The national anthem played and Kelly sang along, a swell of patriotism catching in his chest, how no matter what he did wrong he would always be an American. The game started but they were far enough from the ice that he had trouble following along without the girl’s constant commentary. The last greats of the past age were retired or retiring and she had mourned the passing of her giants, would have spoken in favor of their legacies, their place among the endless, the names and numbers memorialized on uniforms hung in the rafters. He watched her gaze flicking back and forth across the ice, wondered how well she could track the puck. He held a water bottle to her mouth, let her suck the straw as long as she wanted. He reached down with a thumb and wiped the corner of her mouth, dragged the cloudy spittle across the leg of his jeans. It wasn’t only her expressions that had changed. There was plenty of makeup in her apartment but he didn’t know how to apply it to her new face. He’d thought of trying to practice with her but couldn’t bring himself to do it.
There were steroids for the spasms, amphetamines for fatigue, sedatives to help her breathing. The doctors prescribed an antidepressant but somehow Kelly got the idea she didn’t want it, stopped helping her dissolve the pills on her tongue, started taking them himself instead.

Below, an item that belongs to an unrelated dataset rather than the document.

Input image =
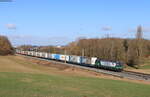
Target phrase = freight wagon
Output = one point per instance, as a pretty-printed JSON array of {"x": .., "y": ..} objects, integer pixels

She didn’t speak anymore but when agitated she laughed, a yelp, all rasp. At night Kelly might lie in their bed with his head on her fading chest, listen to her breath shallow, then recover, shallow again. The shortness of breath might be pain related, the doctors said, it might be the continued loss of involuntary systems, and one night her breathing would stop, the last breath impossible to name until it wasn’t followed by another.
The doctors kept telling him to talk to her, that her mind was sound. He said he knew, said she was the same person he’d fallen in love with. He’d promised not to forget. It was an easy mistake to make. It was a hard mistake to stop making.
He tried to say her name more often. To force it out of his stubborn mouth. It wasn’t her name he loved but he didn’t know what else to call her. Of all the things she’d lost he doubted she missed the limp.
On the ice a fight broke out and he watched the way fighting on ice was different, how it required a different kind of agility to stay up on your skates with your jersey pulled over your head and fists thumping down on your back and neck. The crowd cheered and he cheered too. He wasn’t going to the gym anymore, hadn’t sparred since the fight. He didn’t plan to ever fight again but he didn’t want his body to go to waste so he kept working out at home. He lifted her from her wheelchair into her recliner, got down on the floor between her and the television, did long series of push-ups, sit-ups, squat thrusts. He installed a pull-up bar in the doorframe between the living room and the hallway, rotated her chair to face him so they could look at each other while he did his grunting sets, shirtless and sweating.